Software library of microTone Module is a Win32 DLL and it can use with any programming language which allows interface with dynamic link libraries (e.g: C++, C#, Python, Java, Delphi, Visual Basic, etc.) Some wrappers for this DLL are already implemented and available to download at microTone Module sourceforge.net code repository. And also if you implement or improve microTone Module wrappers please share them with the community.

Documentation and other related information about microTone Module are available at microTone Module wiki at sourceforge.net.

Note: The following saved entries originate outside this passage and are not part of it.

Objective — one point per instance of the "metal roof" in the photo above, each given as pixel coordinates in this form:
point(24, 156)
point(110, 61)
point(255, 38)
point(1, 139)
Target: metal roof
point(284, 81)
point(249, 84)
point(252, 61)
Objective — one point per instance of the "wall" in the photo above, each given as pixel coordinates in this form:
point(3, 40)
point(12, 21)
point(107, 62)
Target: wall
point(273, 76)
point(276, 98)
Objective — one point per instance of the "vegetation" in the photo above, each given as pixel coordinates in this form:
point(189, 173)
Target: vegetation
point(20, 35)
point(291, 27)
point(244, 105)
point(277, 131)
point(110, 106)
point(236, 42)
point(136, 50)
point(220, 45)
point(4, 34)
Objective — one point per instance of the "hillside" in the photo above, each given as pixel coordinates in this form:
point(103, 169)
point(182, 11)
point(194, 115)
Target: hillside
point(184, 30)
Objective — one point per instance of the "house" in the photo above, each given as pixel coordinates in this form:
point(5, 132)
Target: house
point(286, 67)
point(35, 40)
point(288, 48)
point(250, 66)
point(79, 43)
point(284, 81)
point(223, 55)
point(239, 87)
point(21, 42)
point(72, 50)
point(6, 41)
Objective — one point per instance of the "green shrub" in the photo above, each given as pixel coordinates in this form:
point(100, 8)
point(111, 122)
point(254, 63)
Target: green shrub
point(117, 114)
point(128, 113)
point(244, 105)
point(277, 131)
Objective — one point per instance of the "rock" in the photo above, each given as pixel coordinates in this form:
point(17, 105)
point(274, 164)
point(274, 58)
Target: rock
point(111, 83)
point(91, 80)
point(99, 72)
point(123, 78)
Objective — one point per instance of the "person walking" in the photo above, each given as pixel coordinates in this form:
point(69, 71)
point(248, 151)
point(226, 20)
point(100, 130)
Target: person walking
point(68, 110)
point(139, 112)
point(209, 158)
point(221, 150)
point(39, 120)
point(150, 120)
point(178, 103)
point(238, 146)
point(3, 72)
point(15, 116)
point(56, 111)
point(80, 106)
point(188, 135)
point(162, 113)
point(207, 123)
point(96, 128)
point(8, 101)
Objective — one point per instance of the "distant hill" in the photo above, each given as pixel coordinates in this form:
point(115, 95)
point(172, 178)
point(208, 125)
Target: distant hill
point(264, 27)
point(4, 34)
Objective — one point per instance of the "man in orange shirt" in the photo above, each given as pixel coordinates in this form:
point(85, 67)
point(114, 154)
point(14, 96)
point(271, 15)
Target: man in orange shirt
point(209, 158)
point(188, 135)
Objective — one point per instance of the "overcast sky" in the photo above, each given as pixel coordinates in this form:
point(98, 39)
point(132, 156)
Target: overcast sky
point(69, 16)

microTone Module processing hardware unit is consist with well known CM8870 DTMF decoder and PIC16F628A microcontroller. Technically processing section of microTone Module can be implementing using most of the microcontrollers in the market and if you do so please share your designs, comments and firmware with the community.

Comments

Ben said…
Regarding using the audio jack for for communication.. any idea how those ir blasters work?

They have a 3.5mm jack on one side (the side you hook up to a pc/smartphone), and then on the other side there is a small plastic enclosure for the ir.

But to generate the 38khz freq for a typical remote control using an audio jack, the only approach I've seen is to have 2 leds back to back. Those commercial emitters seem awfully small to have 2 ir leds, so how do they do it?!
Hi Ben, most of the IR blasters use 2 IR emitter approach and you can make it smaller using SMD versions of IR emitters.